In section 62 of the SIS Act, a regulated superannuation fund must be 'maintained solely' for the 'core purposes' of providing benefits to a member when the events occur:
· on or after retirement from gainful employment; or
· attaining a prescribed age; and
· on the member's death. (this may require the benefits being passed on to a member's dependants or legal representative).
Notwithstanding the SIS Act applies only to 'regulated superannuation funds' (as defined in section 19 of the SIS Act), and foreign superannuation funds do not qualify as regulated superannuation funds as they are established and operate outside Australia, the Commissioner views the SIS Act (and the SIS Regulations) as providing guidance as to what 'benefit' or 'specific future purpose' a superannuation fund should provide.
In view of the legislation and the decisions made in Scott and Mahony, the Commissioner's view is that for a fund to be classified as a superannuation fund, it must exclusively provide a narrow range of benefits that are characterised by some specific future purpose.
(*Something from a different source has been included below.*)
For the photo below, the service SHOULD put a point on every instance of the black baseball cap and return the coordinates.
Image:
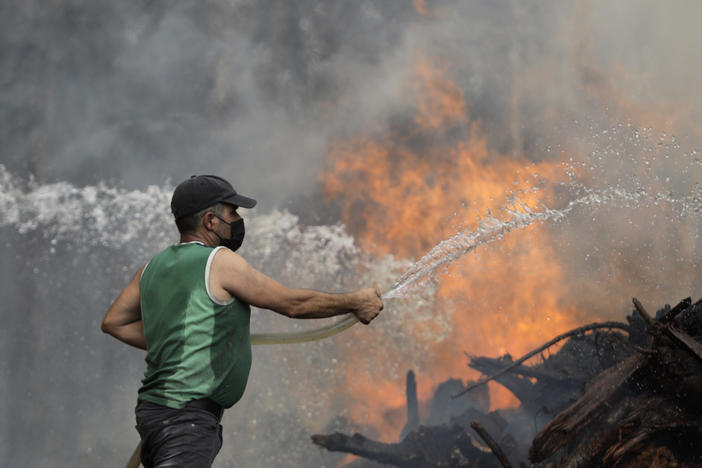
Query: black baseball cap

That is, the payment of superannuation benefits upon retirement, invalidity or death of the individual or as specified under the SIS Act.
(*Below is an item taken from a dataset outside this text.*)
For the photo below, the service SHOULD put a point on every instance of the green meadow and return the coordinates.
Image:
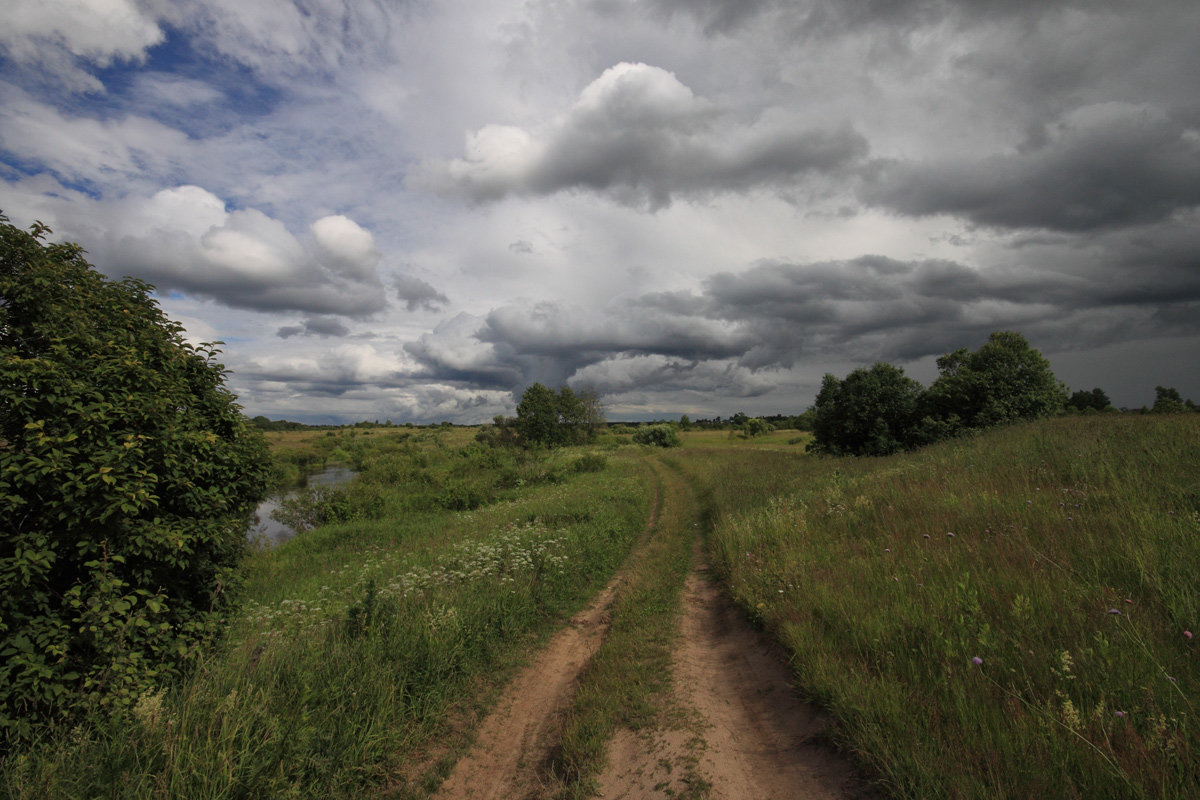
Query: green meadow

In this case, the facts provided show that the foreign entity is a limited company in the overseas country in which it was established and not a superannuation fund as it is able to make dividend payments when a profit is made. Furthermore, the company was not established for the core purpose of providing benefits to a member when they retire from gainful employment or attaining a prescribed age or on the member's death. Therefore, the foreign entity is not a provident, benefit, superannuation or retirement fund.
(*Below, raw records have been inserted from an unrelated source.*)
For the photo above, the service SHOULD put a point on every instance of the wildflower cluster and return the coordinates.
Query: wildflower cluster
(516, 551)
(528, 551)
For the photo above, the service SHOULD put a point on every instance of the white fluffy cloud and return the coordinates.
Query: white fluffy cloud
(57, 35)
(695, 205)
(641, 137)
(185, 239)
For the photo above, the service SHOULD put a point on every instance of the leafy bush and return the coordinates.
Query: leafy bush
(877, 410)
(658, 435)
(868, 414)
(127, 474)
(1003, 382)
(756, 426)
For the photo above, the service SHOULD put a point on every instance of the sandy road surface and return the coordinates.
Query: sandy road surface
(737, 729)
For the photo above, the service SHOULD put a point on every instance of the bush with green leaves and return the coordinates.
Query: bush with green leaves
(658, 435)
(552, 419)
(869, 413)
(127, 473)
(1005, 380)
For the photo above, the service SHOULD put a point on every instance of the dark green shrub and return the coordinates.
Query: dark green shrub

Accordingly, the foreign entity is not a superannuation fund under subsection 10(1) of the SIS Act.
Subsection 295-95(2) of the ITAA 1997 provides that:
A *superannuation fund is an Australian superannuation fund at a time, and for the income year in which that time occurs, if:
(a) the fund was established in Australia, or any asset of the fund is situated in Australia at that time; and
(b) at that time, the central management and control of the fund is ordinarily in Australia; and
(c) at that time either the fund had no member covered by subsection (3) (an active member) or at least 50% of:
(i) the total *market value of the fund's assets attributable to *superannuation interests held by active members; or
(ii) the sum of the amounts that would be payable to or in respect of active members if they voluntarily ceased to be members;
is attributable to superannuation interests held by active members who are Australian residents.
In this case, your client holds an interest in the foreign entity which is not a superannuation fund under subsection 10(1) of the SIS Act as it is not a provident, benefit, superannuation or retirement fund and nor is it a public sector superannuation fund. Furthermore, the fact that it is a limited company in an overseas country whose assets are owned by shareholders suggests that and the foreign entity is not an Australian superannuation fund as defined in subsection 295-95(2) of the ITAA 1997.
Based on the information provided, the Commissioner considers that the foreign entity does not satisfy the definition of a foreign superannuation fund under subsection 995-1(1).